Pollen monitoring network
The airborne concentrations of 48 different pollen types are measured at each of the 14 monitoring stations. In order to monitor levels of ragweed pollen more precisely, MeteoSwiss operates additional stations in Ticino as well as near Geneva, where high concentrations of ragweed pollen are sometimes registered.
During the pollen season, the pollen data recorded at each measuring station is made available on the Wednesday of the following week
How a volumetric pollen trap works (Hirst design)
Each monitoring station has a volumetric pollen trap (Hirst type). With the help of a pump, this pollen trap sucks in ten litres of air per minute through a 14 x 2 mm opening.
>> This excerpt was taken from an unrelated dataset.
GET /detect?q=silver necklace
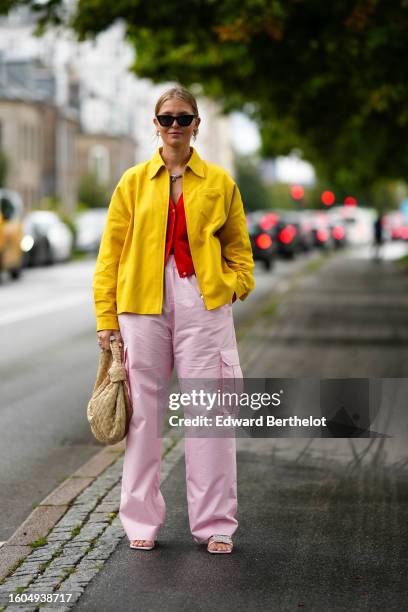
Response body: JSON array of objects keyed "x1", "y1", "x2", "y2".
[{"x1": 170, "y1": 173, "x2": 183, "y2": 183}]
Behind this entry slot is a rotating drum on which there is a silicon-coated plastic strip. The pollen and other organic and inorganic particles sucked in with the air stick to this strip. The drum is changed once a week and then sent to the analysis centre in Payerne where daily specimens are prepared using the strip. The types of pollen are identified and counted under a microscope and concentrations per cubic meter air are calculated. Apart from pollen, other organic particles, such as fungal spores, are also found on the specimen slide, as well as various inorganic particles, such as sand from the Sahara Desert or specks of soot.
Automatic measurement of pollen dispersal
MeteoSwiss has developed expertise in automatic pollen monitoring over the past few years, with the aim of making these data available in real time to the Swiss public. Through collaboration with researchers, as well as testing of various instruments, the feasibility of automatic pollen measurements has been demonstrated.
A project is currently underway to make real-time data available in Switzerland. The Lucerne-based company, Swisens SA submitted the winning bid in the public call for tenders issued in 2019. After extensive testing having confirmed the efficacy of its "Swisens Poleno" system in the spring of 2020, the company is set to provide the automatic pollen monitors for the MeteoSwiss network. The first stations in the network will be operational from the 2021 pollen season onwards.
From then on, the information will be available within minutes of the measurement, thus providing a precise picture of what is in the air at any given time. These real-time data will allow MeteoSwiss to improve the provision and the quality of available information.